Die Steillage ist gerettet

REIL. Das Werk ist vollbracht. Michael Heimes ist erleichtert, aber auch stolz. In vier Jahren hat er fast ganz allein eine zehn Meter breite und bis zu 3,30 Meter hohe Weinbergsmauer aus Bruchsteinen in der Terrassenlage "Reiler Moullay-Hofberg" wieder aufgebaut.

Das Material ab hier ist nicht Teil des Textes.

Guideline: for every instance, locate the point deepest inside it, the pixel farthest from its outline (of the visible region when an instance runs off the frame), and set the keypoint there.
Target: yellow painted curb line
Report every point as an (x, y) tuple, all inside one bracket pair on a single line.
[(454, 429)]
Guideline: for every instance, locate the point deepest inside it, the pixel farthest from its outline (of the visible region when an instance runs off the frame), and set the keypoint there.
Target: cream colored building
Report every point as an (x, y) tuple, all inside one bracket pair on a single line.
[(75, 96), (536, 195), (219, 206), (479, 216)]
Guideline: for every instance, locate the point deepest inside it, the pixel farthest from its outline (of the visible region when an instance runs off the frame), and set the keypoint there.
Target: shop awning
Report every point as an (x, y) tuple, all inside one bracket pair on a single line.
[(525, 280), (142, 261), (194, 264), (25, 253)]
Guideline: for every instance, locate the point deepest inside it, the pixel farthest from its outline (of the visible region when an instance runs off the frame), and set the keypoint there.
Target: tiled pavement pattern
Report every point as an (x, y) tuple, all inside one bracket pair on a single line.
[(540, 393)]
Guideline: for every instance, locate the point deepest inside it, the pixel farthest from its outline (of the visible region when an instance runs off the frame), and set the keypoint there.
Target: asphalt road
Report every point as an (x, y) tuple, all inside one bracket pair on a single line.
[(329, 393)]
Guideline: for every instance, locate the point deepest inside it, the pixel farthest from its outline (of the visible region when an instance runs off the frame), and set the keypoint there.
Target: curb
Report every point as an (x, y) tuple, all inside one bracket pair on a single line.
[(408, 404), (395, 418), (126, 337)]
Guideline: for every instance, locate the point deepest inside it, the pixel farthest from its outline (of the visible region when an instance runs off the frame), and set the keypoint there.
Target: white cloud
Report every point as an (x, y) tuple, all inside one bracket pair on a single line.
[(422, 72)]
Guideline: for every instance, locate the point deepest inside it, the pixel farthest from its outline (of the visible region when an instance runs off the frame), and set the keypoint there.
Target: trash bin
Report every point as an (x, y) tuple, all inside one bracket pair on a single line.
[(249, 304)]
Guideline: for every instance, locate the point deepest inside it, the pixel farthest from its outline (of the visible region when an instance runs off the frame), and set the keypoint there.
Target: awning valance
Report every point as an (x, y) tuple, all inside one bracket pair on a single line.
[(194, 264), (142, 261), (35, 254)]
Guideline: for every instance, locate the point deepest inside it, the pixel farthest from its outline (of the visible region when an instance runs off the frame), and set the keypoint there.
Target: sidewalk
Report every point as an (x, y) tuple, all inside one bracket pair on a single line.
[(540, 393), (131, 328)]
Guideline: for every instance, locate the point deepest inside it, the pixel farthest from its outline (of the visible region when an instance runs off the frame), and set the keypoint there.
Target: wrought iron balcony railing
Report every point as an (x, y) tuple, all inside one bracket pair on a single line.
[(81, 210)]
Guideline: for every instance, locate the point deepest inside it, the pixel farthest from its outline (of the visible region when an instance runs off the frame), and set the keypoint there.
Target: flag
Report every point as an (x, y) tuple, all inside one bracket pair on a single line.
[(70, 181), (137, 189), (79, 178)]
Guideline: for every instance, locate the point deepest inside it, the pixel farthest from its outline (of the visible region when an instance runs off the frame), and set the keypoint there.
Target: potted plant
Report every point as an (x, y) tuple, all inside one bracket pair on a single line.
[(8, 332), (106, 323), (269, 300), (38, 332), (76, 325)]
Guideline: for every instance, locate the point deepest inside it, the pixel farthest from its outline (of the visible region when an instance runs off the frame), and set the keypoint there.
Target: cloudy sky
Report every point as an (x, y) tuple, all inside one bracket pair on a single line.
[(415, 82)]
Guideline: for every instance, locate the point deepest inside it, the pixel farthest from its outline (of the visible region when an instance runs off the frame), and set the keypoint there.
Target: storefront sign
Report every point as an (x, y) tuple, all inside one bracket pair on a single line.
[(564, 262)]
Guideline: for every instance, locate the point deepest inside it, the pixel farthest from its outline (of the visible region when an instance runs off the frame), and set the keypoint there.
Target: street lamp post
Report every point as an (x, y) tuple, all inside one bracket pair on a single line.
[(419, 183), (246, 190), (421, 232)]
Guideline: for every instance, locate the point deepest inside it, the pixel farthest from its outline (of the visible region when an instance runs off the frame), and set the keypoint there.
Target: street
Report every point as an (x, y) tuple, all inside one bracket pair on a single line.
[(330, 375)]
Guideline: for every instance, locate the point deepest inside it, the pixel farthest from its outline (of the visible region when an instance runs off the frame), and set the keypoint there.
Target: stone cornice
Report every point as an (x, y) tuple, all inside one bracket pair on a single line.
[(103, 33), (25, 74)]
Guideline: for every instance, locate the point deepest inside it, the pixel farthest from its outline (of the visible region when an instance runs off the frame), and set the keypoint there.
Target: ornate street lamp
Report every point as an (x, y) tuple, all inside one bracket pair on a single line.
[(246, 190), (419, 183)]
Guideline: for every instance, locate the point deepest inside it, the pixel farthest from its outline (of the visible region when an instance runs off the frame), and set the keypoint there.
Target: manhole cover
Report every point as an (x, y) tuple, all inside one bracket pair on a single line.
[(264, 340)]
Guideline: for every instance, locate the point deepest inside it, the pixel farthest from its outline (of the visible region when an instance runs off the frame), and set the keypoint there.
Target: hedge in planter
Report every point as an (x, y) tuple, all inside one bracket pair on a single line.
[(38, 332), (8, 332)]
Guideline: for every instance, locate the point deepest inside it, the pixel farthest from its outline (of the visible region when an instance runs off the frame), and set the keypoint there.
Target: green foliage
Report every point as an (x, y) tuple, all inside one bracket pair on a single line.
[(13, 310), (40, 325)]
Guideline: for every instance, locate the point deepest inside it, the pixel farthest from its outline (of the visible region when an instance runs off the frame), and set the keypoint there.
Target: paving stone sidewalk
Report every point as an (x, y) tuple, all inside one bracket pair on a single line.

Vier Jahre Arbeit, viele Samstage allein im Wingert, schwere Steine schleppen und tonnenweise Erdreich nur mit Schaufel und Hacke hin- und her bewegen, und das alles ganz freiwillig und ohne großen wirtschaftlichen Nutzen: Wer so etwas macht, muss schon ein ganz besonderer Idealist sein. Michael Heimes ist so ein Mensch.Viel Frucht und Mineralität

Dem 48-Jährigen, im Hauptberuf ist er Landschaftsarchitekt bei der Stadt Trier, hat es ein Weinberg, den sein Schwiegervater einst bewirtschaftete, besonders angetan. 2400 Quadratmeter groß ist die Parzelle in der Steillage "Moullay-Hofberg", Weinkenner schätzen die dort gewachsenen Weine wegen ihrer ausgesprochenen Frucht und Mineralität. Im April 2001 brach die große Bruchsteinmauer der Terrassenlage, die zu Teilen aus dem 19. Jahrhundert stammt und an der vermutlich seit 70, 80 Jahren nichts mehr gemacht wurde, nach einem Stark- regen auf einer Länge von acht Metern ein. Rund 40 Kubikmeter Steine, manche davon zentnerschwer, Geröll und Erdreich rutschten 25 Meter tief den Hang hinab. Im Herbst des selben Jahres begann Heimes mit dem Wiederaufbau. Er schleppte Steine nach oben, legte den Felsen frei, auf den er ein Betonfundament setzte, verband Fundament und Felsen mit Stahlankern und begann, Stein um Stein aufeinander zu schichten. Nicht einfach willkürlich, sondern nach einem bestimmten System, damit die Mauer, die ganz ohne Mörtel und Zement auskommt, später auch die dahinter liegende schwere Last tragen kann. Wie schafft man so etwas? "Indem man ruhig und gelassen seine Arbeit tut, ohne Hektik und ohne den Zwang zu einer ganz bestimmten Zeit fertig zu sein", sagt Heimes. 400 Stunden hat er etwa an der Mauer geschafft, meistens samstags drei, vier Stunden lang. "Den ganzen Samstag wollte ich nicht opfern, ich hab' ja noch Familie", sagt der Vater dreier heranwachsender Söhne. Gelegentlich halfen ihm Freunde. Zuletzt musste das Erdreich mit der Schaufel von unten wieder auf und hinter die fertige Mauer geschafft werden. Allein hätte er dafür viele Tage gebraucht. Ausgleich für Geist und Körper

Für Heimes ging es neben dem Erhalt eines Stücks Landschaftskultur auch um einen geistigen und körperlichen Ausgleich zur alltäglichen Arbeit. Stunden lang allein in einer abgelegenen Steillage mit Blick ins Tal, das tue auch der Seele gut. Jetzt, wo die Mauer fertig ist, will er den Weinberg, der im Jahr 1959 gepflanzt wurde, auf Drahtrahmenerziehung umstellen. Das ist ebenfalls ein gutes Stück Arbeit, zumal er zusätzlich Jahr für Jahr damit beschäftigt ist, den Weinberg von Hecken und Gebüsch freizuhalten, weil viele benachbarte Parzellen bereits brach liegen. Doch wenn er im Herbst mit Freunden und Bekannten die Trauben erntet, weiß er, dass sich die Mühen gelohnt haben. Dann ist die Arbeit im Weinberg nur noch halb so beschwerlich, dann wird zusammen geschafft und gelacht, getrunken und gegessen.